Jouer de façon problématique ou excessive
On parle de jeu problématique ou excessif quand le joueur joue à un degré tel que cela compromet, perturbe ou endommage les activités familiales, personnelles ou récréatives. Le jeu problématique ou excessif impacte négativement celui qui le pratique ainsi que ses proches. Isolement, rupture des relations sociales et familiales, surendettement, répercussions sur le temps de travail ou scolaire, anxiété voire dépression… L’exposition aux jeux d’argent et de hasard n’est pas sans risques.
Le cas particulier du jeu pathologique
On parle de jeu pathologique lorsque le joueur joue plus souvent et plus longtemps qu’il ne le souhaite. De plus il a du mal à contrôler son jeu et ressent un manque quand il ne joue pas. L’addiction au jeu s’apparente alors à une dépendance à une substance. Cela tient au fait que notre corps sécrète, à chaque gain, de la dopamine. Cette hormone du bien-être et du plaisir immédiat impliquée dans le cercle vicieux de l’addiction. Cette addiction comportementale, ou addiction sans substance, est reconnue depuis 2013 (et non plus seulement comme un trouble du contrôle des impulsions).

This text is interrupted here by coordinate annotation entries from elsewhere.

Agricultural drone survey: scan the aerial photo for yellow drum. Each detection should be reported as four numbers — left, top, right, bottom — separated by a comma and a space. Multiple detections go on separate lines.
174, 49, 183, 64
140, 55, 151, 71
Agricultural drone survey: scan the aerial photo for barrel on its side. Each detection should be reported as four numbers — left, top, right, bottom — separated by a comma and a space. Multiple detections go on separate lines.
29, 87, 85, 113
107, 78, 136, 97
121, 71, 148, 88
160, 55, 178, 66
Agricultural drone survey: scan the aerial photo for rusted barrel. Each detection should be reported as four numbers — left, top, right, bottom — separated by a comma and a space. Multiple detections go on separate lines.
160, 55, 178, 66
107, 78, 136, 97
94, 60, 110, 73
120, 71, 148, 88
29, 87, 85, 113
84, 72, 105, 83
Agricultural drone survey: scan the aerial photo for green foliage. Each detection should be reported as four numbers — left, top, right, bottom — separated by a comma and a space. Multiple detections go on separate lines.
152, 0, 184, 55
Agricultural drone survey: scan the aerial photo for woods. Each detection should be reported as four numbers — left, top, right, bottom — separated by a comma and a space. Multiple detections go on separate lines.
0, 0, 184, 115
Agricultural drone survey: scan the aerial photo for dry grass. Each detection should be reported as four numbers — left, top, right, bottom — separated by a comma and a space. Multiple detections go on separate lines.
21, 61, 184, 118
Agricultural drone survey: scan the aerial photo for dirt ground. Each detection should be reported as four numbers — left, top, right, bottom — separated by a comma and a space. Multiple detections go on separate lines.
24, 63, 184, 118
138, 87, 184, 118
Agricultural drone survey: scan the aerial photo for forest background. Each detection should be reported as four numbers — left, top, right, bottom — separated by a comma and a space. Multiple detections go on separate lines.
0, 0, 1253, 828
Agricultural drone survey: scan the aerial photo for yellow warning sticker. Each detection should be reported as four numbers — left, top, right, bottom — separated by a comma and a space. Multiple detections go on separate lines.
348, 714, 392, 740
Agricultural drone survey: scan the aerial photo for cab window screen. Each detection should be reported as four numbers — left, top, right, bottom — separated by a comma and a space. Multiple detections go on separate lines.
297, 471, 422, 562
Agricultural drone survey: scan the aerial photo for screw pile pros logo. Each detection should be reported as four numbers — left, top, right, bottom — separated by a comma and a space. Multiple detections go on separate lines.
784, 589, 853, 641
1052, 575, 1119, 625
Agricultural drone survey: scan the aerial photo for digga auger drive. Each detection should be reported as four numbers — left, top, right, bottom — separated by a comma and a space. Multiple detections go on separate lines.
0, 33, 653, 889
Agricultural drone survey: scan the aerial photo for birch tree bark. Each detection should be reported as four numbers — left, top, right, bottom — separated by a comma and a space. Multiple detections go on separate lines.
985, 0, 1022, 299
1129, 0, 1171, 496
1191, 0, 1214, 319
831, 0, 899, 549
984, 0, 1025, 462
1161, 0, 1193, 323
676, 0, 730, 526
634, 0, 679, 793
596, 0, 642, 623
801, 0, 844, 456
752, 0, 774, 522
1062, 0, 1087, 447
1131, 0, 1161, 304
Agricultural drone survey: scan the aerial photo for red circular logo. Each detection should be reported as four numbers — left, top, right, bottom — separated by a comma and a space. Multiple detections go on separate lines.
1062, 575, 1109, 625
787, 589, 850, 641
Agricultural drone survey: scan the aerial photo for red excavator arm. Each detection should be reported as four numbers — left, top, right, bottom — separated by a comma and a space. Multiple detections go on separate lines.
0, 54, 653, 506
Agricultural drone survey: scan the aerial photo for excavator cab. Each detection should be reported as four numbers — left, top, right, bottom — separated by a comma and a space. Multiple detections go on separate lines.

État des lieux des pratiques de chez les mineurs
Selon une enquête de la SEDAP (Société d’Entraide et D’Action Psychologique) réalisée en 2021 34,8% des adolescents de 15 à 17 ans ont joué au moins une fois à un jeu d’argent lors de l’année écoulée. Parmi eux, 21,9% peuvent être caractérisés de joueurs excessifs et 13% de joueur à risque modéré. C’est au total, six fois plus que chez les adultes !
Point d’attention pour les parents : parmi les ados joueurs, les pratiques en ligne ne concerne qu’à peine ado sur 2 ! Ainsi 49% des mineurs joueurs le font exclusivement dans des lieux physiques notamment selon eux en raison de la facilité à y jouer.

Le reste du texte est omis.